Crack contention against Davis-Besse 20-year extension bolstered by NRC FOIA revelations
The environmental coalition challenging FirstEnergy Nuclear Operating Company's (FENOC) proposed 20-year license extension at the problem-plagued Davis-Besse atomic reactor, near Toledo on the Lake Erie shore, has bolstered its contention on the severe shield building cracking by citingU.S. Nuclear Regulatory Commission (NRC) documents revealed through a Freedom of Information Act (FOIA) request submitted by Beyond Nuclear. The coalition has issued a media release about its latest contention supplementation.

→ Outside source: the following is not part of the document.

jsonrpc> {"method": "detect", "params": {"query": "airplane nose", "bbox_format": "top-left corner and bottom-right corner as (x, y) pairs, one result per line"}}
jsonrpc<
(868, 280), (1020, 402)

Toledo attorney Terry Lodge filed this FOIA supplement, the coalition's fifth this year, since filing the original contention on January 10th, just five days after the environmental intervenors confronted NRC and FENOC about the cracking at a special public meeting at Camp Perry, OH. The others include: (1) a Feb. 27th filing, based on U.S. Rep. Kucinich's (D-OH) revelation that the shield building's outer rebar layer was no longer structurally functional, due to the cracking; (2) a June 4th filing, in response to FENOC's woefully inadequate Aging Management Plan (AMP) for the shield building's cracks; (3) a July 16th filing, in response to FENOC's revised root cause analysis report, which revealed that shield building cracking was first observed not in October 2011, but rather August 1976; (4) a July 23rd filing, based on revelations in FENOC contractor Performance Improvement International's revised root cause assessment report, which revealed 27 areas of skeptical NRC questioning about FENOC's "Blizzard of 1978" theory of shield building cracking (the environmental Intervenors also posted documents supportive of its fourth supplement). The environmental coalition also defended its crack contention, on February 14th, against challenges by NRC staff and FENOC.
Beyond Nuclear has prepared a report, entitled "What Humpty Dumpty Doesn't Want You to Know: Davis-Besse's Cracked Containment Snow Job," which summarizes the coalition's work in 2012 on Davis-Besse's dangerously degraded condition.